Uma campanha de malware altamente direcionado visando os usuários do iPhone na Índia foi descoberta por pesquisadores de segurança Cisco Talos. A campanha tem sido ativo desde agosto 2015 e está espionando 13 iPhones específicos. The attackers who were most likely operating from India (although posing as Russians) were leveraging the MDM protocol of the devices.
How Were the Attackers Exploiting the MDM Protocol?
The latter is a piece of security software that is used by large companies to monitor employee devices. The MDM protocol has been used to deploy malicious operations by remote users (os atacantes).
Conforme explicado pela Apple, MDM is designed to the Apple Push Notification Service (APNS) to deliver a wake-up message to a managed device. The device then connects to a predetermined web service to retrieve commands and return results.
Companies can deliver the MDM configuration file via email or through a webpage for the so-called over-the-air enrollment service with the help of Apple Configurator. Uma vez instalado, the service allows company admins to remotely control the device and install or remove apps, install or revoke certificates, lock the device, change password requirements, among other activities.
It is still unknown how attackers succeeded in attacking the 13 targeted iPhones. Como explicado, the MDM enrollment process is based on user interaction, and researchers suspect that social engineering techniques may have been employed to trick the targeted users.

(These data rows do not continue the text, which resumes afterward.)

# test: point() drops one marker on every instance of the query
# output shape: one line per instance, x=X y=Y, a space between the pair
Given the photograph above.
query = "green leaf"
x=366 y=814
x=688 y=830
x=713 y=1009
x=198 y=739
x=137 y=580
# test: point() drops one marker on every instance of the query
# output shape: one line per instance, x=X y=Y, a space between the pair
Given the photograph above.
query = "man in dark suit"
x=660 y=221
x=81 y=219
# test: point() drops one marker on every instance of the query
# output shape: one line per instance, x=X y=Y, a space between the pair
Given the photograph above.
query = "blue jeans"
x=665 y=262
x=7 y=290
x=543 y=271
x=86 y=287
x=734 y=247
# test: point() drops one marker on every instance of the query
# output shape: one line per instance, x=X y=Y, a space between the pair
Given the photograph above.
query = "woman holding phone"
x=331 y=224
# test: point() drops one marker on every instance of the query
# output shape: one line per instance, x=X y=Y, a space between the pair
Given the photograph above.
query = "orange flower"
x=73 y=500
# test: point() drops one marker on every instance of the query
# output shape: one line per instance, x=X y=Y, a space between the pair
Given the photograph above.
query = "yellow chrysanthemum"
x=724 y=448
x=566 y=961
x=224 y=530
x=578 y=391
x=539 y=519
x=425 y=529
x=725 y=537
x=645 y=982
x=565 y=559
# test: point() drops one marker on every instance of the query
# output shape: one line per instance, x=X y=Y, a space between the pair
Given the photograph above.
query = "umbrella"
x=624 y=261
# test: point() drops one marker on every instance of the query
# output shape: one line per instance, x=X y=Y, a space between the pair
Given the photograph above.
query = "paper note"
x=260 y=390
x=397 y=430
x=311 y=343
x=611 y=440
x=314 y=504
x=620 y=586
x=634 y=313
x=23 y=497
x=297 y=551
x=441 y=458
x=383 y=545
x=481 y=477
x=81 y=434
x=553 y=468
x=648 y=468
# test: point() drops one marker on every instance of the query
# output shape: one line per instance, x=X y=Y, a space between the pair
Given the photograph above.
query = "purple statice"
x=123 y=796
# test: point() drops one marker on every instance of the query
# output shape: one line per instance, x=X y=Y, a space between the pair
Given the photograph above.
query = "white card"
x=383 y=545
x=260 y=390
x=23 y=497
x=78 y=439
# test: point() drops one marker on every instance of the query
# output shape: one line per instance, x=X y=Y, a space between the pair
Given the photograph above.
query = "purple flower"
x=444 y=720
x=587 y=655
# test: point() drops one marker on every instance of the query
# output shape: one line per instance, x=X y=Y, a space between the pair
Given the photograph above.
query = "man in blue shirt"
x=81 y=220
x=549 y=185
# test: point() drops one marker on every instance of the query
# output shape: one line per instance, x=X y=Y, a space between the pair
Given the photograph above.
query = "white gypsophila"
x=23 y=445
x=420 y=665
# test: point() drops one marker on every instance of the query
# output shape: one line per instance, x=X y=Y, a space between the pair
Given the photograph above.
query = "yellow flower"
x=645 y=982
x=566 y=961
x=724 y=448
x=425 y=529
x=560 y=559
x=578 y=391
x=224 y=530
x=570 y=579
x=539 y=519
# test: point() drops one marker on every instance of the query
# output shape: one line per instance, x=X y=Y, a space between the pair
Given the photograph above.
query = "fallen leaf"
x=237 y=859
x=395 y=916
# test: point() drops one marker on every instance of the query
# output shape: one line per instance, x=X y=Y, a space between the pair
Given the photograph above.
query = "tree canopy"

It’s very possible that the attackers used the MDM service to remotely install modified versions of legitimate apps onto the targeted iPhones. The apps were designed to spy on users and harvest their real-time location, Contatos, fotos, and SMS and private messages from messaging apps. Mais especificamente, to leverage apps such as Telegram and WhatsApp attackers used the so-called “BOptions sideloading technique,” which enabled them to inject a dynamic library into the legitimate apps.
“The injection library can ask for additional permissions, execute code and steal information from the original application, entre outras coisas,” Cisco Talos researchers explained in their report. All harvested information from Telegram and WhatsApp was sent to a remote server.
It should be noted that at the time of wrapping up the report, Apple had already revoked 3 certificates linked to this campaign, with cancelling the rest of the certificates after Cisco Talos notified them of the attack.